After finishing Ronne Hartfield’s Another Way Home, I was instantly reminded of another story I had previously read, concerning a similar topic. Written by Gregory Howard Williams, Life on the Color Line is a story of a boy finding his identity as a mixed race individual. Williams had spent his early childhood in Virginia believing that he was white. Yet, much to his dismay, he learns later that his father had been “passing” (using Hartfield’s terminology) as Italian. This revelation turned young Greg’s world upside down and led to more changes to come. The once prosperous, businessman and lady-killer Buster Williams lost everything, including his wife forcing him to move with his two young boys back to Indiana. Buster had grown up in Muncie, Indiana and thus could not hide his true identity. Now living with his mother, Buster wallowed in his failure, drinking and conning good will from charities, while his sons wrestled with life and identity.
Greg faced a great deal of prejudice during his life. He could have easily “passed” for a white child, but in the small community of Muncie this was an impossibility. Living in poverty with his wayward father, strict grandmother and trouble maker brother, Williams saw his only way out was through education. Eventually making his way through the dismal schools for African Americans, he finally was accepted to Ball State University. Money being tight, one of the basket ball coaches offered to help Greg get a scholarship. This dream ended when the coach found out through school records that Williams was considered black. Cut off from monetary resources, Greg struggled to maintain a job and go to school.
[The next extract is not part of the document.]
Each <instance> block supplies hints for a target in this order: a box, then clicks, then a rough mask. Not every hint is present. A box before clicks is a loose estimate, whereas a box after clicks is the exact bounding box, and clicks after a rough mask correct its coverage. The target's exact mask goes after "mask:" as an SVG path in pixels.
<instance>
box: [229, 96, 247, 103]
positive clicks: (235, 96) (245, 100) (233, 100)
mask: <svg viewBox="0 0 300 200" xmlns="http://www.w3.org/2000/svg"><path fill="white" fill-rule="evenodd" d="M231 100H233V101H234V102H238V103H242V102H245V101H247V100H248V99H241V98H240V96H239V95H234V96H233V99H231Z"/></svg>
Greg Williams attended an all African American High school, lived with a kind hearted African American woman (both brothers taken in after the death of their grandmother) and dated both Caucasian and African American women. Unlike Day Shepherd, who chose a racial side, Williams saw no need to choose and lived equally in the human constructed divisions.
One vivid memory of Williams was when he was a young man, now getting accustomed to living in Muncie and was making friends. During a normal afternoon, he turned on the television and saw the leader of the Ku Klux Klan at a rally, testifying against the horrors of interracial children. In that moment, Williams realized that the man was speaking about him and wondered if he was an abomination. This heart wrenching scene speaks to the atrocities of racism, but also makes the reader contemplate the Williams and Hartfield accounts. Another Way Home has its racial tensions in the stories of the Lehmann and Shepherd children, but seems to be missing in the accounts of the Rone children. Were their lives in the Southside of Chicago free of racial discrimination, was it a byproduct of inhabiting an urban area, or could the author have downplayed her own experiences in favor of telling her mother’s story? In any case, by tales (Another Way Home and Life on the Color Line) are moving records of interracial family history. Each story has its own voice and message to communicate, but both are poignant descriptions of Midwestern life in changing times.